Partita delicata e non potrebbe essere diversamente per uno Spezia che potrebbe trovare nuova linfa soprattutto dalle mosse della società che ieri ha ufficializzato gli arrivi pesanti di Saudati e Vannucchi. Per vederli in campo ci sarà tempo, oggi è la gara di Lollo e Casoli, lanciati da Pane dal primo minuto. Giocano in casa gli aquilotti, sostenuti da circa 200 persone divise in due diversi settori per le note disposizioni inerenti la Tessera del Tifoso ma che surclassano l'anonimo tifo lombardo. E dopo 3' subito pericolo in aria cremonese: Enow verticalizza per Enow, la palla scivola veloce per Lazzaro che attende una frazione di secondo di troppo favorendo l'uscita di Paoloni sui suoi piedi. L'inizio dello Spezia è gagliardo, volitivo, concreto malgrado il terreno di gioco sia alquanto penalizzante per il gioco palla a terra voluto da mister Pane.

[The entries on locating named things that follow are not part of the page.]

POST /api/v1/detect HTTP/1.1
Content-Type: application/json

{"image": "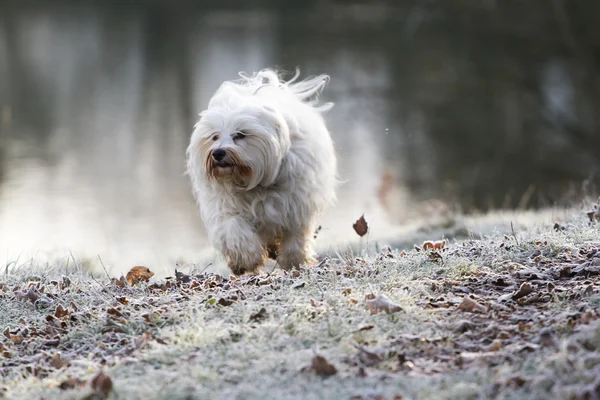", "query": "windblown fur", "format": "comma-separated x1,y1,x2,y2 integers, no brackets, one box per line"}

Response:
187,70,337,274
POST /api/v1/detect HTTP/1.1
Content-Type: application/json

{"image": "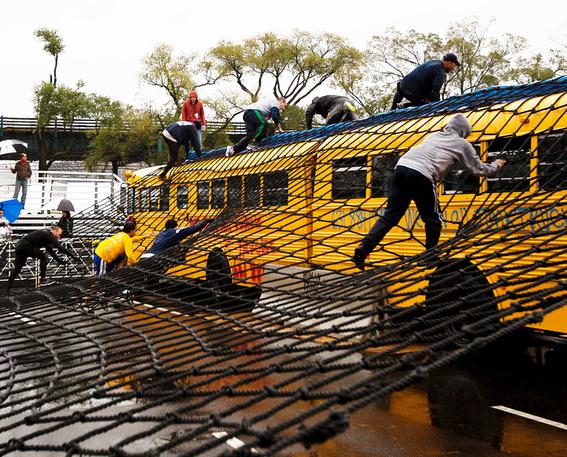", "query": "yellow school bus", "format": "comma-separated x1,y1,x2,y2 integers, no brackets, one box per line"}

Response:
128,78,567,335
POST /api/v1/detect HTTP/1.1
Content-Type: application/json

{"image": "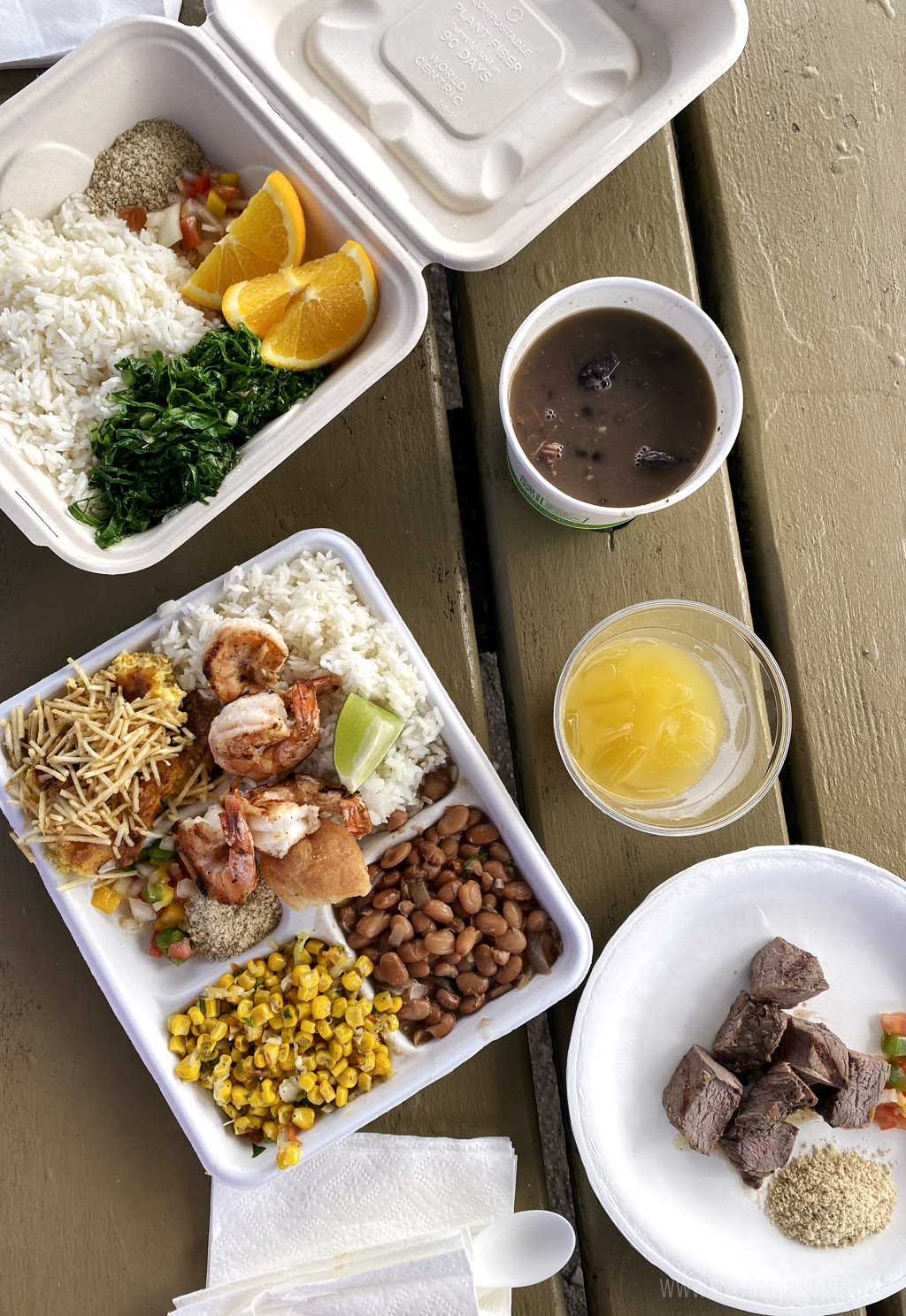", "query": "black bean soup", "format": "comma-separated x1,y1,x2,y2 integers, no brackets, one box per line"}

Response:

Ma ogniqualvolta gli aquilotti penetrano riescono a fare male: Padoin lancia Casoli che brucia sullo scatto il diretto avversario Giovanni Rossi e mette al centro, Gervasoni svetta e di testa libera l'area. Poco dopo scambio Lazzaro-Colombo-Lazzaro anticipato all'ultimo tuffo da Stefani che toglie all'attaccante la sfera del possibile vantaggio. Segnali evidenti, la Cremonese non passa mai la metà campo nei primi venti minuti di partita, anche perchè lo Spezia gioca molto corto con Enow e Comazzi che tengono gli attaccanti molto lontani dall'area di rigore e Buscaroli che non sbaglia niente. La prima sortita della Cremonese al minuto 33 con contropiede imbastito da Musetti e sfera ce arriva a Sambugaro il cui tiro dai venti metri esce abbondantemente sopra la traversa. Eppure il calcio rimane materia bastarda e al 41°, dopo il nulla cosmico, la Cremonese passa a condurre: calcio d'angolo dalla destra, parabola arcuata e colpo di testa di Stefani, con palla che arriva sui piedi di Bianchi che di tacco beffa Aprea. E' il più amaro dei gol dell'ex e Bianchi, al quinto centro in stagione, non accenna all'esultanza. Il primo tempo finisce qui con un passivo pesantissimo seppur minimale perchè per quanto visto in campo lo Spezia avrebbe meritato il vantaggio anziché finire sotto: paga la squadra di Pane il fatto di non avere mai calciato in porta nonostante un possesso palla palesemente a proprio favore.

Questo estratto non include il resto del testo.